A number of newspapers recently reported that in the past few days, nationalised commercial banks and financial institutions have been actively buying in the stock market in order to “bring normalcy” to the market. I guess the definition of normalcy is price appreciation every week in the magnitude of 2-3 percent, for an annual return of over 100 percent. Otherwise, in a market that has a price to earning (PE) ratio of over 30, how does the fall of stock prices by a mere 15 percent in total can be construed anything but normal?
Even after recent corrections, the PE ratio is over 25. Putting in perspective, if investors depend only on earnings of the invested companies for return OF their capital (let alone any return ON capital), they would have to wait a long 25 years. No other comparable stock markets have a PE ratio over 20. In the past 10 years, even Bangladesh stock market traded at a long-term average PE of 20. If such is the case, why a market that is overvalued by at least 25 percent needs state support? When correction in the market is overdue and is actually a healthy development, why the state is pouring good money into a flawed system, and to whose benefit?
What bothers me most is the mode of the intervention. The news reports state that the Investment Corporation of Bangladesh (ICB) received Tk 2.0 billion (200 crore) “financial assistance” from the central bank to intervene in the market. ICB used this money, along with its own funds as well as funds from its mutual fund portfolios to purchase stocks whose prices were falling. I guess the same is true for other state-owned banks and financial institutions, as well as some private financial institutions.

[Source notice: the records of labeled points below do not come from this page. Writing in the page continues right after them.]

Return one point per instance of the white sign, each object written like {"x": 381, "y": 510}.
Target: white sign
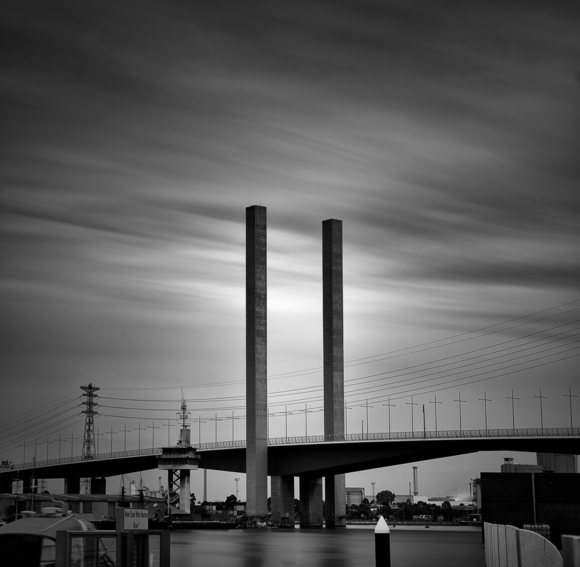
{"x": 129, "y": 519}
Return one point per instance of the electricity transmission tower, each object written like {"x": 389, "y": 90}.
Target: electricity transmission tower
{"x": 89, "y": 411}
{"x": 89, "y": 451}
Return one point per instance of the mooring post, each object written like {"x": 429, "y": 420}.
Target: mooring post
{"x": 382, "y": 544}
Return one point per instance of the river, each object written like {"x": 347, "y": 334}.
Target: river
{"x": 411, "y": 546}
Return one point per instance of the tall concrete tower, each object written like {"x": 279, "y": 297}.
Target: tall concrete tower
{"x": 256, "y": 364}
{"x": 333, "y": 345}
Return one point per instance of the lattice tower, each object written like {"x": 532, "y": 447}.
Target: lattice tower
{"x": 89, "y": 411}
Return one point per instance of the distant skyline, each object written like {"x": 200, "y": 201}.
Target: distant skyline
{"x": 444, "y": 136}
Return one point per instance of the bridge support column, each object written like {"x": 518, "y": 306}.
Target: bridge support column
{"x": 256, "y": 364}
{"x": 98, "y": 485}
{"x": 333, "y": 346}
{"x": 311, "y": 501}
{"x": 557, "y": 463}
{"x": 184, "y": 491}
{"x": 282, "y": 500}
{"x": 72, "y": 485}
{"x": 335, "y": 501}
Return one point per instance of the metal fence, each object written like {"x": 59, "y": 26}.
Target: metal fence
{"x": 508, "y": 546}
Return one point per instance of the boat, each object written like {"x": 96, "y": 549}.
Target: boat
{"x": 31, "y": 540}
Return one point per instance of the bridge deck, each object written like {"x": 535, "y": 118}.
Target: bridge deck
{"x": 358, "y": 452}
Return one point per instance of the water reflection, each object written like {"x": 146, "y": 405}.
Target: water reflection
{"x": 323, "y": 548}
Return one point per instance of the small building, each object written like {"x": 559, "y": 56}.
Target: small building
{"x": 354, "y": 496}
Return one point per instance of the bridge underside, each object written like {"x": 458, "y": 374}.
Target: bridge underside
{"x": 319, "y": 459}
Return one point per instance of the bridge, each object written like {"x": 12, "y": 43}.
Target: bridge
{"x": 316, "y": 455}
{"x": 309, "y": 458}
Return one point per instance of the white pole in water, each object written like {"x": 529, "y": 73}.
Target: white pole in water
{"x": 382, "y": 544}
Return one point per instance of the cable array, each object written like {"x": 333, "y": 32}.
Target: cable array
{"x": 508, "y": 348}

The whole process is wrong, offensive, foul and reckless in a number of ways. First, this is a clear transfer of state funds to speculators without any accountability. Bangladesh capital market is nowhere near to being an important contributor to national growth that it would have to be propped up by transferring public wealth to rowdy speculators.
Second, there seems to be no accountability or policy direction by the government for ICB or others as to what securities should be purchased with this “financial assistance”. It means these parastatals can use this fund to purchase any stocks they wish to please any group of investors they want.

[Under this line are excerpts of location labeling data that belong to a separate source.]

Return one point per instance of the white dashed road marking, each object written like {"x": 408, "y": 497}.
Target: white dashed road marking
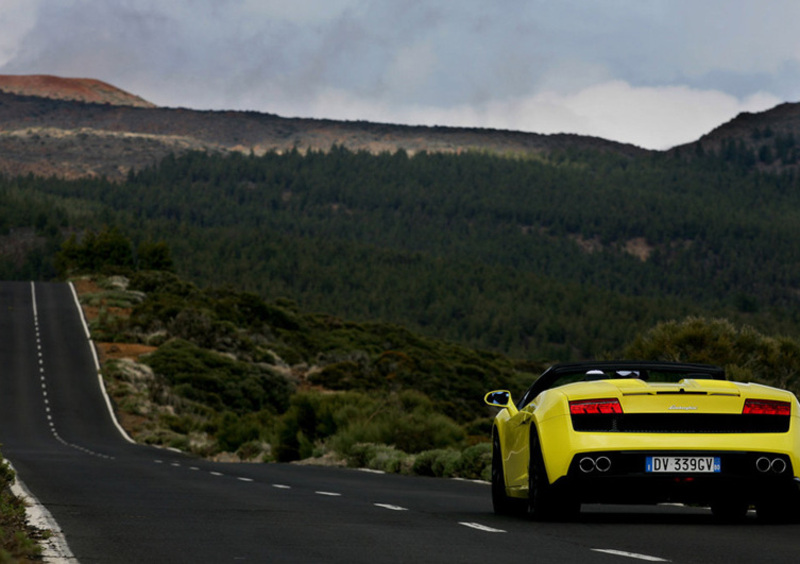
{"x": 480, "y": 527}
{"x": 391, "y": 507}
{"x": 625, "y": 554}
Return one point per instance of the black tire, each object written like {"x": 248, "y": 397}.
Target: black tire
{"x": 546, "y": 503}
{"x": 730, "y": 510}
{"x": 502, "y": 503}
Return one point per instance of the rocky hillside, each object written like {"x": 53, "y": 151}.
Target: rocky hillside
{"x": 57, "y": 128}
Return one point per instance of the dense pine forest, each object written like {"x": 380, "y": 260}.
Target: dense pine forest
{"x": 565, "y": 257}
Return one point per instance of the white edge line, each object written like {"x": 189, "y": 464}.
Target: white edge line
{"x": 55, "y": 549}
{"x": 645, "y": 557}
{"x": 97, "y": 366}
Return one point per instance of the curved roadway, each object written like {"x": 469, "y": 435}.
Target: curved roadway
{"x": 119, "y": 502}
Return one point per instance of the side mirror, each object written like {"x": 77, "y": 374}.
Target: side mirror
{"x": 498, "y": 398}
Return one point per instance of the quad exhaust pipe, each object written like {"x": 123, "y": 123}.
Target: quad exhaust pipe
{"x": 774, "y": 465}
{"x": 589, "y": 464}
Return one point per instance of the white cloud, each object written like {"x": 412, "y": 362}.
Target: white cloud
{"x": 17, "y": 19}
{"x": 652, "y": 118}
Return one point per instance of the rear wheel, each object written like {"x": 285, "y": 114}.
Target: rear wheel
{"x": 502, "y": 503}
{"x": 546, "y": 503}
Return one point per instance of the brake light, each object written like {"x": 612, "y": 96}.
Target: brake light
{"x": 594, "y": 407}
{"x": 766, "y": 407}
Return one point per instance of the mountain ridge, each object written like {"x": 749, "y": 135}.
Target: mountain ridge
{"x": 76, "y": 128}
{"x": 50, "y": 132}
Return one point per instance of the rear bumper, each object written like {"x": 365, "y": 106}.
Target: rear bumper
{"x": 621, "y": 478}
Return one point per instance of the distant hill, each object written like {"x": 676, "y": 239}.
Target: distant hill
{"x": 769, "y": 140}
{"x": 79, "y": 127}
{"x": 77, "y": 89}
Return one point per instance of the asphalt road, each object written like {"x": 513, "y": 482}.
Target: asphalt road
{"x": 119, "y": 502}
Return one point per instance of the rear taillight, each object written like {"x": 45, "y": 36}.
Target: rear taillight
{"x": 766, "y": 407}
{"x": 593, "y": 407}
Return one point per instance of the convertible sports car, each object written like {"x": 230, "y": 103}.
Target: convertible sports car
{"x": 644, "y": 433}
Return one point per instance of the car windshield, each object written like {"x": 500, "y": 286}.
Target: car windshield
{"x": 561, "y": 375}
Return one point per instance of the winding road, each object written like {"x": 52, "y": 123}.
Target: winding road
{"x": 120, "y": 502}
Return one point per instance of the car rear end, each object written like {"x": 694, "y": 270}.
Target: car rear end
{"x": 631, "y": 441}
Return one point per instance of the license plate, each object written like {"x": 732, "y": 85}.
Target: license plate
{"x": 683, "y": 464}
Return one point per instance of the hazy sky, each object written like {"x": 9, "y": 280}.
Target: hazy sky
{"x": 655, "y": 73}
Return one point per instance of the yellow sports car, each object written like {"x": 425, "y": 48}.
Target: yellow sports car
{"x": 645, "y": 432}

Third, ICB is reported to have used cash from their mutual fund portfolios to purchase stocks whose prices were falling. The assets and the cash in the mutual fund portfolios do not belong to the ICB, to the ministry of finance or to the government. They belong to the mutual fund investors. What right does the ICB have to use their money and hurt their interests while implementing government’s policy decisions? This is a gross violation of investors’ constitutional right to own assets without government meddling.
Finally, what is a normal state of the market where such intervention stops, at a PE ratio of 100? By a process called “reversion to mean”, the market shall and must come down to a realistic level, no matter what the size of the intervention. In this case, normalcy may mean a historical PE ratio of 20 or lower. By postponing the day of reckoning, what does the government achieve?
It is understandable that a political government would not want another stock market crash on its watch, and it would do everything to avoid such embarrassment. However, such embarrassment could be nipped in the bud many months ago. The whole affair started with banks’ excessive venture in the stock market. As soon as the market PE surpassed the historical average, the central bank should have slowly limited banks’ exposure. Instead, platitude substituted for sound policies. When the horse left the burn, the central bank has been forced to take (or withdraw) measures, which are ignominious to the prestige of the institution.
Instead of banks having to adjust by January 15 their loans diverted from industrial accounts to stock market, they now have unlimited time. A time-tested safeguard such as single borrower exposure limit has been relaxed. Finally, it is reported that the central bank has been asking banks not to sell their shares in a depressed market. Since when is it the job of the central bank to maintain the level of stock prices? Sooner or later the market would adjust downward and the banks would be left with losses from these investments. Is a weaker banking system more desirable than a weaker stock market? It appears that the discipline achieved through the Banking System Reform of the last decade could be lost while trying to defend a weak capital market.
The knee-jerk, reactive policymaking that is the hallmark of the Securities and Exchange Commission (SEC) seems to have spread upwind. I would also put the blame squarely on the media that unnecessarily magnified the stock market and its subsequent fall. Robert Shiller in his book “Irrational Exuberance” attributes excessive media coverage of the stock market as one of the causes for speculative bubbles. That surely was the case in our market. The recent market correction should have been ignored and viewed as what it was — a necessary lesson for foolhardy speculators. Instead, we are wasting valuable time, resources and political capital to remedy a make-believe crisis.